The IRS responded in June 2022, explaining that it had conducted a search but had not
located any responsive records. ECF No. 1-2, at 1. In September, Mr. Tsai appealed the
determination to the IRS’s Independent Office of Appeals. ECF No. 1-3, at 2-4. The basis for his
appeal was his “sincere belief that the records in question not only exist, but are in the possession
of the [IRS] today.” Id. at 3. Mr. Tsai explained that he had been in communication with IRS
personnel and “provided a roadmap” on how to find the requested documents, which had been
“ignored.” Id. He further represented that during one conversation with an IRS employee, “she
specifically stated that inquires within the [IRS] had revealed that there were documents responsive
to the request, but that others in the [IRS], perhaps in the Office of Chief Counsel, had directed her
that they were not to be provided to [him].” Id.
2 In September 2022, the IRS denied Mr. Tsai’s appeal. ECF No. 1-4, at 1-2. The IRS
explained that it was “satisfied that a reasonable search for records was performed and that no
records were located which [we]re responsive to [the] request.” Id. at 1.
Mr. Tsai filed this action in August 2023. In December, the case was reassigned to the
undersigned. See Dec. 14, 2023 Minute Order. The IRS filed an answer in January 2024. ECF
No. 10. Because FOIA cases are exempt from the requirements of Federal Rule of Civil
Procedure 26(f), see Local Civ. R. 16.3(b)(10), the court issued an order directing the parties to
meet and confer about several issues and file a joint status report with the court. ECF No. 11. The
parties thereafter submitted a series of joint status reports explaining that the IRS would be
conducting a supplemental search for responsive records. ECF Nos. 12, 13, 15-17.
During this period, Mr. Tsai’s counsel and the Department of Justice (“DOJ”) attorney
assigned to the case corresponded about Mr. Tsai’s request. ECF No. 21-1, at 18-20. The DOJ
attorney asked for clarification on the scope of his request, writing:
I think there may be some confused regarding the scope of the request. It was our understanding that you were looking for “information relative to payments received by the Internal Revenue Service for Mr. Tsai from third parties.” To clarify, are you looking instead for a breakdown of how payments from those third parties should have been applied to Mr. Tsai’s liabilities? If you’re looking for copies of the third parties’ settlements, non-prosecution agreements, or deferred prosecution agreements, this would entail a different kind of search. Any clarity you can give me regarding the scope of this request would be helpful.
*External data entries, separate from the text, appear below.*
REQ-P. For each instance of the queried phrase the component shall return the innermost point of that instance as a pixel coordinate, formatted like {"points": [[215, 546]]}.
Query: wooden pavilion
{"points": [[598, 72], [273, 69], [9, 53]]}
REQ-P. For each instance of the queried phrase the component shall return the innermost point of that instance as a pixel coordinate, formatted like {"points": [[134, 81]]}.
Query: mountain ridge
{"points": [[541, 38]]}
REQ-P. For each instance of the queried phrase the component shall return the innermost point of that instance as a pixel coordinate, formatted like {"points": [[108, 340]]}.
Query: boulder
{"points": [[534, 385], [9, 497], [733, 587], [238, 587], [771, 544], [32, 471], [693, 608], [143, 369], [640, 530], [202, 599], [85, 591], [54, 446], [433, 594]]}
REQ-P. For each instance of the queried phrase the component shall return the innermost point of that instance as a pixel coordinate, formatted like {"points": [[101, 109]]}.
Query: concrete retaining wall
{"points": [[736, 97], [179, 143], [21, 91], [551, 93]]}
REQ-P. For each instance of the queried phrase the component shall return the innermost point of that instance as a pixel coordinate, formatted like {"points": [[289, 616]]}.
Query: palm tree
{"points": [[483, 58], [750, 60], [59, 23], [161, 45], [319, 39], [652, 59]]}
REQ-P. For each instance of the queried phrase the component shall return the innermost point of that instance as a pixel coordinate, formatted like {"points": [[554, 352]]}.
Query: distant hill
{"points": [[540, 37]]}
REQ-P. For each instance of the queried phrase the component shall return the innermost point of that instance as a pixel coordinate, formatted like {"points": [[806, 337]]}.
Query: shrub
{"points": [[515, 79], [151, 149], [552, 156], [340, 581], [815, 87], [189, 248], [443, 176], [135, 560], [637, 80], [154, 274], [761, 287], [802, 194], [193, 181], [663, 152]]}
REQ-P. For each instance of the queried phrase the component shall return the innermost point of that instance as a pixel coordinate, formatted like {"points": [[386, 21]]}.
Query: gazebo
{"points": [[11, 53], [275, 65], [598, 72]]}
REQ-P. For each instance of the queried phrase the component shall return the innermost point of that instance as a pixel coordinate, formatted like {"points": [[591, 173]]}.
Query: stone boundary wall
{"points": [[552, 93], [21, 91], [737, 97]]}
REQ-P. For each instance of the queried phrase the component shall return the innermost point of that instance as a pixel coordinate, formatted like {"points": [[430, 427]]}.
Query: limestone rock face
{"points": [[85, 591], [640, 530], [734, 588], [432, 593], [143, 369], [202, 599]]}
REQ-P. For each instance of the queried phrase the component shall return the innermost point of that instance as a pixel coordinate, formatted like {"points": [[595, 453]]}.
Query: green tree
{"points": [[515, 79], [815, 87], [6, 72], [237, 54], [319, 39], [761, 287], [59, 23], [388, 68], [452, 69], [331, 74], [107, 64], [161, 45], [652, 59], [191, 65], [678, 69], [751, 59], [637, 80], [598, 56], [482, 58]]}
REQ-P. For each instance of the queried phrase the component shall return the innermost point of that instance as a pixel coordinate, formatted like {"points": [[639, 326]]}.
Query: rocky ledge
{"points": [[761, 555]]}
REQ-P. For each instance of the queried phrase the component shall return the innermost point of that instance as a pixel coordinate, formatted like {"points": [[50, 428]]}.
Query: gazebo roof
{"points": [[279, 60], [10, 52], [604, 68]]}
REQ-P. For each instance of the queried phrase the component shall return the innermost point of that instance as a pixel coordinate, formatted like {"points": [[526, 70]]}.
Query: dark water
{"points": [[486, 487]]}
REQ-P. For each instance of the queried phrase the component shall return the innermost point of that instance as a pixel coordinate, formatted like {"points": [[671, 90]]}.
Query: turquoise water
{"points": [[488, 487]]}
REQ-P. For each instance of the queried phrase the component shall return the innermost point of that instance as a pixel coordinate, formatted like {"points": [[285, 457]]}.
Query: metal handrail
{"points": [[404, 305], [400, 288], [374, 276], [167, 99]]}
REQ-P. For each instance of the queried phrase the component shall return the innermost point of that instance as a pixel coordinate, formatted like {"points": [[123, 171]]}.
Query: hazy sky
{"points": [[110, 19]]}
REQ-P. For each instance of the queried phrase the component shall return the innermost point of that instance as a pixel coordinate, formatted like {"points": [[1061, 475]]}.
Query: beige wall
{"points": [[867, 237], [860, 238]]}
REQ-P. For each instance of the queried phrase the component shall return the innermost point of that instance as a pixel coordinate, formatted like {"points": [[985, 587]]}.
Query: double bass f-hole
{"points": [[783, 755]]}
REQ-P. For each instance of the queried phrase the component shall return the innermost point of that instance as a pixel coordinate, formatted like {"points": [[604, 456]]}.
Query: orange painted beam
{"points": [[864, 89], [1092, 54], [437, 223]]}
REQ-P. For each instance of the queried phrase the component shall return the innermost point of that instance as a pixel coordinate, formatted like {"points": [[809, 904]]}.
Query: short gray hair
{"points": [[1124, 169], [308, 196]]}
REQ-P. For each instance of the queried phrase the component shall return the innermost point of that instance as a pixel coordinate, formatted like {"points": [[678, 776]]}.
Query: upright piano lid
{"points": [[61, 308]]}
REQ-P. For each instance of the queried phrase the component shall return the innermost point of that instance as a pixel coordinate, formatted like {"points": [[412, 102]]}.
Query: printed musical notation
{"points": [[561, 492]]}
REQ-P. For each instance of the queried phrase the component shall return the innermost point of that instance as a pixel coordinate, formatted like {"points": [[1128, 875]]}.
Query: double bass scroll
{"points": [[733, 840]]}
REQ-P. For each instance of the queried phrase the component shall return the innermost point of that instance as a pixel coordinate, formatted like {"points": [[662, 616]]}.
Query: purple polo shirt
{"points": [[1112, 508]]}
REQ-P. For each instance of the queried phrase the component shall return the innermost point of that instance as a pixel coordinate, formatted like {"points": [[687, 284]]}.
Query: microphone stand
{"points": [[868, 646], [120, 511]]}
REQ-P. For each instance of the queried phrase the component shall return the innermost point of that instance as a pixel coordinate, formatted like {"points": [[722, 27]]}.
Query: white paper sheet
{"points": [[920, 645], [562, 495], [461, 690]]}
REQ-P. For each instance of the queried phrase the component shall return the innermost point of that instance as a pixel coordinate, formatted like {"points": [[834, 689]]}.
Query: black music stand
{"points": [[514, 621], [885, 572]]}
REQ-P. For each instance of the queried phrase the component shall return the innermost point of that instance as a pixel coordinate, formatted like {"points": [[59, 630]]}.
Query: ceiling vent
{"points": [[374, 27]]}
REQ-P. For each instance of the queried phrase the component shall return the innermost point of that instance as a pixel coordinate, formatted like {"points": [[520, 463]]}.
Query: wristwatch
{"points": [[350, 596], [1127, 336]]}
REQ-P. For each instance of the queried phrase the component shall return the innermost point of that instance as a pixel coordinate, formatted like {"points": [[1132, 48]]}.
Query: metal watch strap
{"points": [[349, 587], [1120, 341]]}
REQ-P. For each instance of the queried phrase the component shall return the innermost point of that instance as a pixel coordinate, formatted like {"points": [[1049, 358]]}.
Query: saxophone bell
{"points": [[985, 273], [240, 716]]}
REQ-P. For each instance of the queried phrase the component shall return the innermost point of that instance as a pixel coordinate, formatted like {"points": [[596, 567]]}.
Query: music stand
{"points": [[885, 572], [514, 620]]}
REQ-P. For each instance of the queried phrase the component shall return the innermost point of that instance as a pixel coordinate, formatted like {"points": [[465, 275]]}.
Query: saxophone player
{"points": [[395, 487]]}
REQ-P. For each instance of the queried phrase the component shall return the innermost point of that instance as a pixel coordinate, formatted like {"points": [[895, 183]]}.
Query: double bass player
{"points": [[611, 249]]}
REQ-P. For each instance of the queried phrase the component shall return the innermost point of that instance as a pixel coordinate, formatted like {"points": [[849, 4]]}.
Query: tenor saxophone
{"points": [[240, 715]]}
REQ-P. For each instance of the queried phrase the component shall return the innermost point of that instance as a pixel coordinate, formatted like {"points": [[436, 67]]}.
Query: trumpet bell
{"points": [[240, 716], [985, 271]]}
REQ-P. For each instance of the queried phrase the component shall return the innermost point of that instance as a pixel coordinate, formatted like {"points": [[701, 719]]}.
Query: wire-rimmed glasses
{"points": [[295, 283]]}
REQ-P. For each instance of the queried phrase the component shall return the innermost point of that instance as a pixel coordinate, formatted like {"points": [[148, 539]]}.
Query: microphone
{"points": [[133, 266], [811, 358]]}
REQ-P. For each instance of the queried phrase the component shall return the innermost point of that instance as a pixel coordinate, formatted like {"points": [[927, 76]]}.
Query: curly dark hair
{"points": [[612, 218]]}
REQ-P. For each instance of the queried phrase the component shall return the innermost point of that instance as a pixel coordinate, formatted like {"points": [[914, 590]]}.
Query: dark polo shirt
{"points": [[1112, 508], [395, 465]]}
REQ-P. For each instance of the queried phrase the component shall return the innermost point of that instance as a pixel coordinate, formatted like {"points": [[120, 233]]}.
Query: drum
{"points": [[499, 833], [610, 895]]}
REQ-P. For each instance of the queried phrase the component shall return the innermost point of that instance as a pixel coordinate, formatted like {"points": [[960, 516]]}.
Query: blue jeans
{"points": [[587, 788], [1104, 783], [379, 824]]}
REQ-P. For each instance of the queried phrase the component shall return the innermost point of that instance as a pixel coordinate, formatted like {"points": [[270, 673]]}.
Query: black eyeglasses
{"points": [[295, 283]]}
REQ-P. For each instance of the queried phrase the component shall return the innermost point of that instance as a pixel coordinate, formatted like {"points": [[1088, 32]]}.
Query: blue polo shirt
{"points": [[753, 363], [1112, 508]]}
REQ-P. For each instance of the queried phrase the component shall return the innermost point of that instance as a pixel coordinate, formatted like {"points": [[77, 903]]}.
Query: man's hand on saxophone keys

Id. at 19. Mr. Tsai’s counsel confirmed that the DOJ attorney’s “clarification capture[d] what
[Mr. Tsai] wanted.” Id. at 20.
In June, the IRS represented that it had completed its supplemental search for records and
still “found no responsive records.” ECF No. 17, at 1. It asked that the court set a briefing schedule
3 on the IRS’s motion for summary judgment, id. at 1-2, which the court did, see June 10, 2024
Minute Order.
The parties thereafter briefed the IRS’s motion for summary judgment. ECF Nos. 20, 21,
26. Mr. Tsai also filed a motion to strike a declaration the IRS had filed in support of its motion
for summary judgment, ECF No. 23, and a motion for leave to file a surreply, ECF No. 28. All
three motions are fully briefed and ripe for resolution. ECF Nos. 20-21, 23, 24-26, 28-30.
II. LEGAL STANDARD
The purpose of FOIA is “to pierce the veil of administrative secrecy and to open agency
action to the light of public scrutiny.” Am. C.L. Union v. U.S. Dep’t of Just., 655 F.3d 1, 5
(D.C. Cir. 2011) (quoting Dep’t of the Air Force v. Rose, 425 U.S. 352, 361 (1976)). “[T]he vast
majority of FOIA cases can be resolved on summary judgment.” Brayton v. Off. of the U.S. Trade
Representative, 641 F.3d 521, 527 (D.C. Cir. 2011). A court shall grant summary judgment “if
the movant shows that there is no genuine dispute as to any material fact and the movant is entitled
to judgment as a matter of law.” Fed. R. Civ. P. 56(a).
To prevail on a motion for summary judgment in a FOIA case such as this one, the agency
must show “that there is no genuine issue of material fact . . . [by] demonstrat[ing] that it has
conducted a search reasonably calculated to uncover all relevant documents.” Steinberg v. U.S.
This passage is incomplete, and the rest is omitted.